One of the constant refrains that Mehta had after his life as a stockbroker began to unravel in the face of what was clearly criminal manipulation of the Bombay stock market by him and those close to him was to insist that had the system let him play he would have ensured that everyone made money. Clearly, that was an empty boast.
I remember him making another extravagant claim. He used to boast that if the rupee was made convertible he could bring in $3 billion in investment on his own strength alone. I had asked him about that to which he said rather cavalierly, “As long as no one stands in my way, I can deliver that.”
Mehta had a weird sense of self-assurance about him. In his mind he had absolutely no sense of having done anything wrong at all. It was that delusion that prompted him to make a stunning claim in 1993, by which time I had already shifted to New Delhi. On June 16, 1993 he claimed publicly that he had paid India’s Prime Minister P V Narsimha Rao Rs 10 million (one crore) to get him off the hook in the huge stock-banking scandal.
There was a time when Mehta’s personal portfolio was worth twenty billion rupees. He would write personal checks of five billion rupees to the State Bank of India and two billion rupees to the Bombay Stock Exchange to cover his stock purchases. In keeping with his panache to gain public attention he paid 260 million rupees in personal income tax in March 1993, making him India’s highest individual taxpayer then.
It was in April, 1992 when journalist Sucheta Dalal exposed Mehta’s racket bringing his life crashing down. I vividly remember a photograph of Mehta looking disheveled and holding a plastic bag coming out of a police van. He looked clearly beaten down. He was banished from trading but continued to giving stock market tips. He was convicted in September, 1999. About two years later he died of a heart attack while being in criminal custody in the Thane prison. He was 47.
Bombay’s stock brokers, a vast majority of whom was and still is Gujaratis, treated Mehta as a folk hero for quite some time. Many of them called him the “Amitabh Bachchan” of the stock market, a sobriquet he was not particularly enamored of as far as I can tell. “I deal with real hard world, not a fictional one,” he told me.

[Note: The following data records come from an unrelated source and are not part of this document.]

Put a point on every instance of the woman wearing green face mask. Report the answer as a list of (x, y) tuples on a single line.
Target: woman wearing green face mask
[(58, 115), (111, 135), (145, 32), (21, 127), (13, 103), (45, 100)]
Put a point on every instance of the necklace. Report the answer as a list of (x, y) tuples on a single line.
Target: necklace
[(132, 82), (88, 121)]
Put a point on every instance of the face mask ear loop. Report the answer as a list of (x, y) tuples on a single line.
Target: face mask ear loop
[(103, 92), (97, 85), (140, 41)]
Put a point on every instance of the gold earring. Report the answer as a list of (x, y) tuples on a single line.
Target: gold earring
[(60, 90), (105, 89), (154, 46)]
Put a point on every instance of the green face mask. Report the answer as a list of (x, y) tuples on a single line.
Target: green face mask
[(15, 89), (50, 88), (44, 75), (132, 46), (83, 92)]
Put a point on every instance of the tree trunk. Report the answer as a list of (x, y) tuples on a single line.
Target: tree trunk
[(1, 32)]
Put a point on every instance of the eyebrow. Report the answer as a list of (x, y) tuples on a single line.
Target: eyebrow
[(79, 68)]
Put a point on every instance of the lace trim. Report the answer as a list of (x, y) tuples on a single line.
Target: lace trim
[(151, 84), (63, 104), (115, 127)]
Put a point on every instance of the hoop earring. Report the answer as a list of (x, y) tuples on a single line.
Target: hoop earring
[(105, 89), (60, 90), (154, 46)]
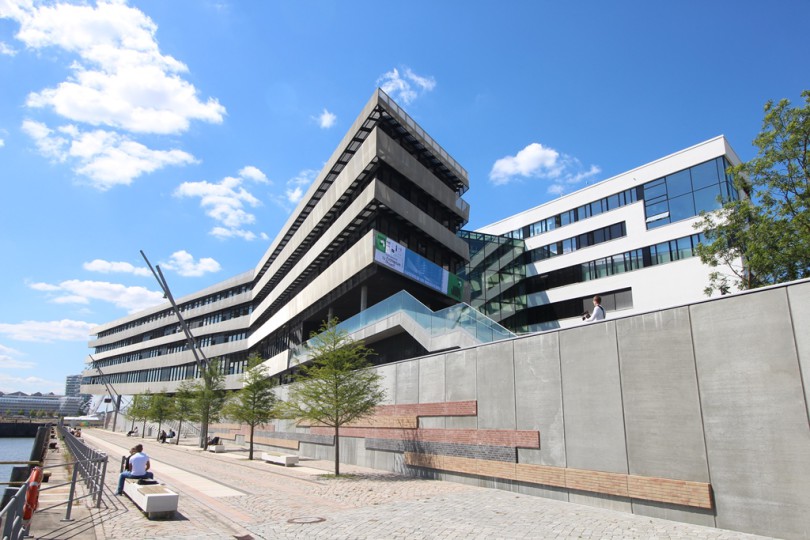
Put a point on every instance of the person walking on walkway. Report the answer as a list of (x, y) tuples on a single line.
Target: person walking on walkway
[(598, 313), (138, 468)]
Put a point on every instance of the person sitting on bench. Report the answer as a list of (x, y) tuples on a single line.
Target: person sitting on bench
[(138, 468)]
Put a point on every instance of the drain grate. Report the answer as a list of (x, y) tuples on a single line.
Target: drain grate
[(305, 520)]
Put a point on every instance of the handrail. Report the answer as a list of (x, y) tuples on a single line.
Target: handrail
[(457, 317), (89, 463)]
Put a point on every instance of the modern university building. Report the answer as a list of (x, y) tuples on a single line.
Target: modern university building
[(674, 407), (380, 234)]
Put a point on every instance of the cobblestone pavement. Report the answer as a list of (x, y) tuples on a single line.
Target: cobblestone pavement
[(226, 496)]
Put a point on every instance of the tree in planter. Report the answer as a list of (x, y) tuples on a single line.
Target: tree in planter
[(139, 409), (769, 231), (337, 386), (207, 396), (255, 403), (183, 406), (161, 408)]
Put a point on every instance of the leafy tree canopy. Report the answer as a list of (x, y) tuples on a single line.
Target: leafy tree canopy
[(255, 403), (337, 386), (764, 238)]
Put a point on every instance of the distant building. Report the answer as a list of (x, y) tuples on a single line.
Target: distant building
[(20, 403), (73, 387)]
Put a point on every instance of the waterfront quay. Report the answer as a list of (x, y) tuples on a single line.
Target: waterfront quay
[(226, 496)]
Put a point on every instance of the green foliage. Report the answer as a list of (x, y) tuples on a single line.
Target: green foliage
[(770, 229), (207, 397), (255, 403), (138, 409), (337, 386), (161, 408), (183, 407)]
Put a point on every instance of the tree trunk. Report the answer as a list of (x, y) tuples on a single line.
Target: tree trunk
[(337, 450)]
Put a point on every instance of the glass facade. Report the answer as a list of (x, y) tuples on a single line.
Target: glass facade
[(496, 266), (686, 193), (606, 204)]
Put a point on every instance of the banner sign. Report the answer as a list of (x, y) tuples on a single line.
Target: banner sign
[(397, 257)]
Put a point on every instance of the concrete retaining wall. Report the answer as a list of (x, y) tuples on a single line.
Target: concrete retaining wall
[(705, 405)]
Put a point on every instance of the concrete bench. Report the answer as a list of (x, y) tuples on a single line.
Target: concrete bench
[(154, 500), (282, 459)]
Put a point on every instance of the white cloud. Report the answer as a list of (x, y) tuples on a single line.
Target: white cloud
[(326, 119), (106, 158), (253, 173), (48, 331), (225, 202), (538, 161), (183, 263), (407, 87), (82, 292), (109, 267), (121, 79), (119, 83), (29, 385)]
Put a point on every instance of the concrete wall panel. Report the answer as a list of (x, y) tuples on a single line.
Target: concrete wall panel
[(461, 384), (755, 418), (407, 389), (660, 393), (592, 400), (496, 386), (538, 393), (799, 298)]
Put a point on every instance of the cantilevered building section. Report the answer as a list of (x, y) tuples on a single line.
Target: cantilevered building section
[(382, 217)]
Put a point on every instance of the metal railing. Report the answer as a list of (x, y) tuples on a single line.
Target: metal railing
[(88, 463)]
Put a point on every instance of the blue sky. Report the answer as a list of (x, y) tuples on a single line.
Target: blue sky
[(188, 129)]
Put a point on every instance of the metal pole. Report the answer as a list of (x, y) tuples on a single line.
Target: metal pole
[(117, 408), (70, 497)]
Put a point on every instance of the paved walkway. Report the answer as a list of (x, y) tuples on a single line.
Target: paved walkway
[(225, 496)]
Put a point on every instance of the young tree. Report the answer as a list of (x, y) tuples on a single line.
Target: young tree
[(139, 409), (769, 230), (254, 404), (161, 408), (336, 386), (207, 396)]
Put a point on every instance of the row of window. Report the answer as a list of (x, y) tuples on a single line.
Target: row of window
[(569, 245), (686, 193), (206, 341), (213, 318), (241, 289), (227, 366)]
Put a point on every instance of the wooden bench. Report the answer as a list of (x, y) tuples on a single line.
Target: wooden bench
[(154, 500), (287, 460)]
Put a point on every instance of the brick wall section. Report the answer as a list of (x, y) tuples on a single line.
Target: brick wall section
[(448, 408), (282, 443), (671, 491), (494, 437), (686, 493), (394, 422), (597, 481), (474, 451)]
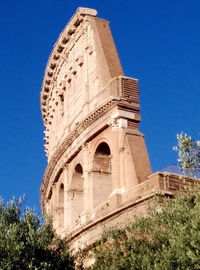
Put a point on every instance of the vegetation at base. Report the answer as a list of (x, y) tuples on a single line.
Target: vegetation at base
[(188, 154), (27, 243), (167, 238)]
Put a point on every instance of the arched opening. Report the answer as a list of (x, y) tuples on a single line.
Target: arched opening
[(76, 195), (61, 206), (101, 174)]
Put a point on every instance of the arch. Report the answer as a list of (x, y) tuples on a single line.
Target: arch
[(101, 174), (76, 196)]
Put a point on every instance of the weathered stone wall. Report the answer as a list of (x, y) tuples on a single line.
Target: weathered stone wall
[(97, 158)]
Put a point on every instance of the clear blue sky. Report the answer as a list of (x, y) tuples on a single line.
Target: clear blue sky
[(158, 42)]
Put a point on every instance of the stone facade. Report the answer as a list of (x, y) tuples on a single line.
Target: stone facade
[(98, 171)]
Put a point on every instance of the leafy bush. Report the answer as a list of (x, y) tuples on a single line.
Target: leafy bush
[(26, 243)]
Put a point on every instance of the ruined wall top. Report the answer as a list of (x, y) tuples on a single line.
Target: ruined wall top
[(82, 63)]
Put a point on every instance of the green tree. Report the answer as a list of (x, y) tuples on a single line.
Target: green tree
[(167, 238), (188, 154), (27, 243)]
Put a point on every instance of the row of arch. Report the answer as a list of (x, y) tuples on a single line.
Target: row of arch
[(71, 202)]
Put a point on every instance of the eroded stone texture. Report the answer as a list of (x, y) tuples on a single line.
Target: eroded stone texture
[(98, 169)]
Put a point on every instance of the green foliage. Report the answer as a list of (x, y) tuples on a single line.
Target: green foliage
[(188, 154), (167, 238), (26, 243)]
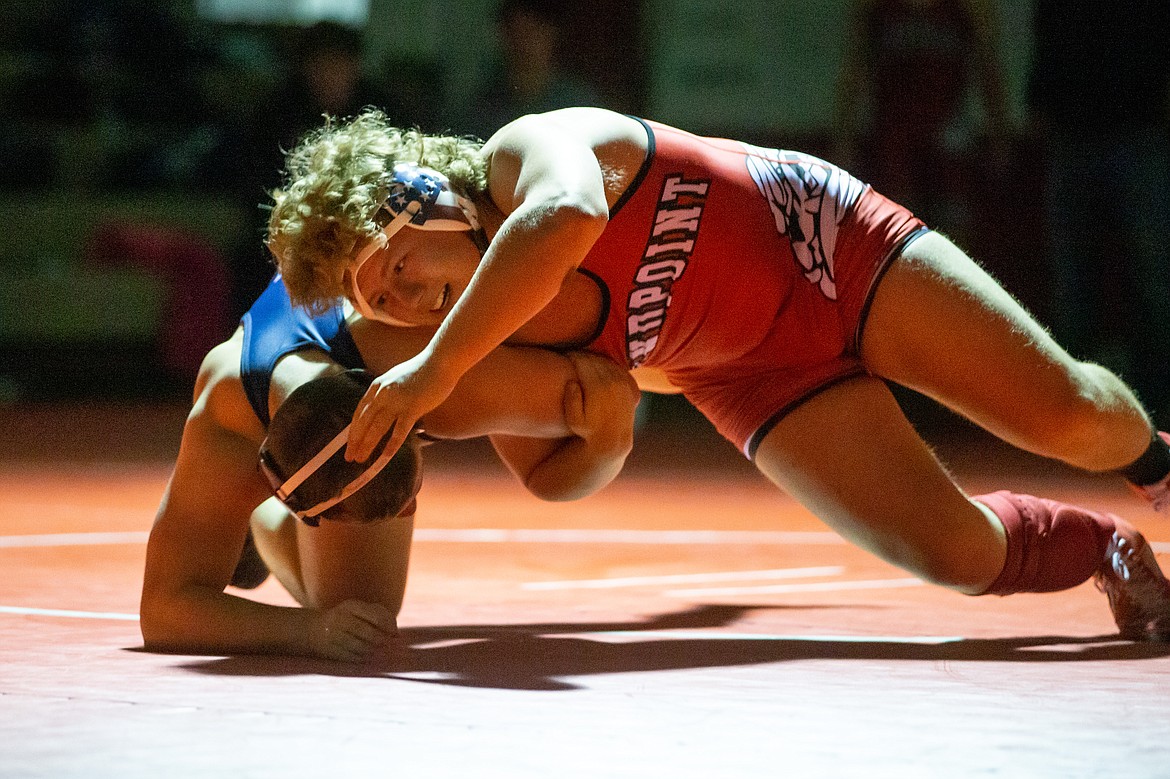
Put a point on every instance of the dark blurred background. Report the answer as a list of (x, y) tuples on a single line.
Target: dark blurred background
[(138, 140)]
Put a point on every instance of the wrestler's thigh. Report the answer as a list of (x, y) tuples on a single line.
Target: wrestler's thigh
[(343, 560), (943, 326), (850, 455), (274, 531)]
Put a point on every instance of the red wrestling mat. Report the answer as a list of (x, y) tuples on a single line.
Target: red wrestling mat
[(687, 621)]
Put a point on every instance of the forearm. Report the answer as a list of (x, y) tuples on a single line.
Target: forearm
[(573, 470), (520, 275), (201, 620)]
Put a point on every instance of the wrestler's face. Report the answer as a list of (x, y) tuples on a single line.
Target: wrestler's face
[(417, 277)]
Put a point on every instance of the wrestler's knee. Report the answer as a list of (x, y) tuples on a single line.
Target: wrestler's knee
[(1096, 424)]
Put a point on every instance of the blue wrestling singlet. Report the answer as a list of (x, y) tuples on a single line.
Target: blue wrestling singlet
[(273, 328)]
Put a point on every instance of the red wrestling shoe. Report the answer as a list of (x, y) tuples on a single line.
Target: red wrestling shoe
[(1138, 593), (1158, 493)]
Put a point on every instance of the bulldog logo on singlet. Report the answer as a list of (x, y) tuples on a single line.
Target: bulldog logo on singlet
[(809, 198), (663, 262)]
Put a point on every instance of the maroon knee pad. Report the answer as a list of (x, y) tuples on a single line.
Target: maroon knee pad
[(1051, 545)]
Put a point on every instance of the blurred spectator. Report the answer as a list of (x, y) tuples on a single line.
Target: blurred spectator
[(910, 70), (529, 76), (1099, 98)]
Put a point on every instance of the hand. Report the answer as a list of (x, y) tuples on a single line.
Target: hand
[(351, 631), (393, 404)]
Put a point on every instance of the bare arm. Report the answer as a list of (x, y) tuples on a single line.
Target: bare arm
[(206, 509), (198, 533)]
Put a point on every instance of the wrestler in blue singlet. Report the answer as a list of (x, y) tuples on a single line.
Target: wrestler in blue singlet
[(273, 328)]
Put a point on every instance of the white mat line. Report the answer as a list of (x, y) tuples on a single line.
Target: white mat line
[(686, 578), (706, 635), (570, 536), (814, 586), (66, 612), (493, 536), (75, 539)]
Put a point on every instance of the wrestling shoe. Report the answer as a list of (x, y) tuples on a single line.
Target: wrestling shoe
[(250, 570), (1158, 493), (1138, 593)]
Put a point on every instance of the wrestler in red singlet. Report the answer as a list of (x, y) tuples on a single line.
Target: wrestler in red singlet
[(743, 273)]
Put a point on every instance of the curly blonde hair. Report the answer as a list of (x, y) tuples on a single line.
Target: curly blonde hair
[(335, 180)]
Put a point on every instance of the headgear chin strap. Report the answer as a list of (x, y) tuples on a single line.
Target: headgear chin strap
[(420, 198), (284, 489)]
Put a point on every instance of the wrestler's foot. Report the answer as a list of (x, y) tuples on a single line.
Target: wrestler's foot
[(1158, 493), (1138, 593), (250, 571)]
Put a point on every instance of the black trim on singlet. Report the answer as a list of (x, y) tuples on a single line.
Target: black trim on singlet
[(642, 172)]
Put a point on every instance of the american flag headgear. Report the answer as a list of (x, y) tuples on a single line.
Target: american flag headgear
[(420, 198)]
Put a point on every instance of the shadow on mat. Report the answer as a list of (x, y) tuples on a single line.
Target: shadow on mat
[(548, 656)]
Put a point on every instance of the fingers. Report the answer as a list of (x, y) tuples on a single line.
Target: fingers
[(352, 631), (371, 420)]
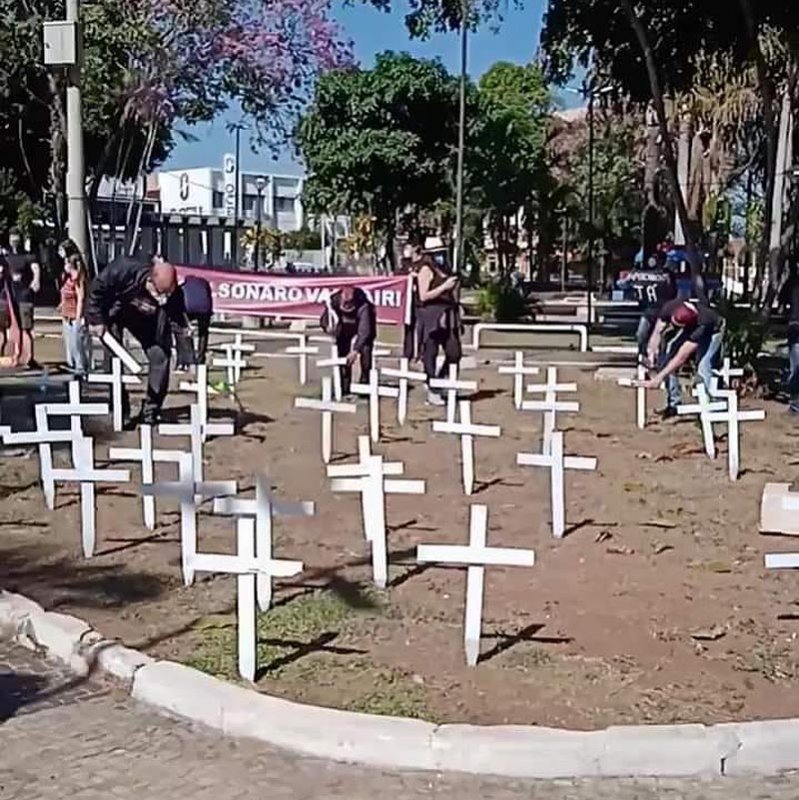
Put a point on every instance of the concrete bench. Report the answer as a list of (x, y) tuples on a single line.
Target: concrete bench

My enduring image of Harshad Mehta, who was clearly devoid of any scruples and was perhaps even a sociopath, was him standing by his sea-facing apartment window in a ballooning white executive shirt, specially tailored trousers and a paisley patterned yellow tie. “I always wear a suit and tie. It gives you confidence,” he said.
One typically Harshad Mehta claim that he made after being convicted was that he would have paid back every single penny to anyone he owed were he allowed to operate in his own unfettered ways. He clearly had the mind of an autocrat.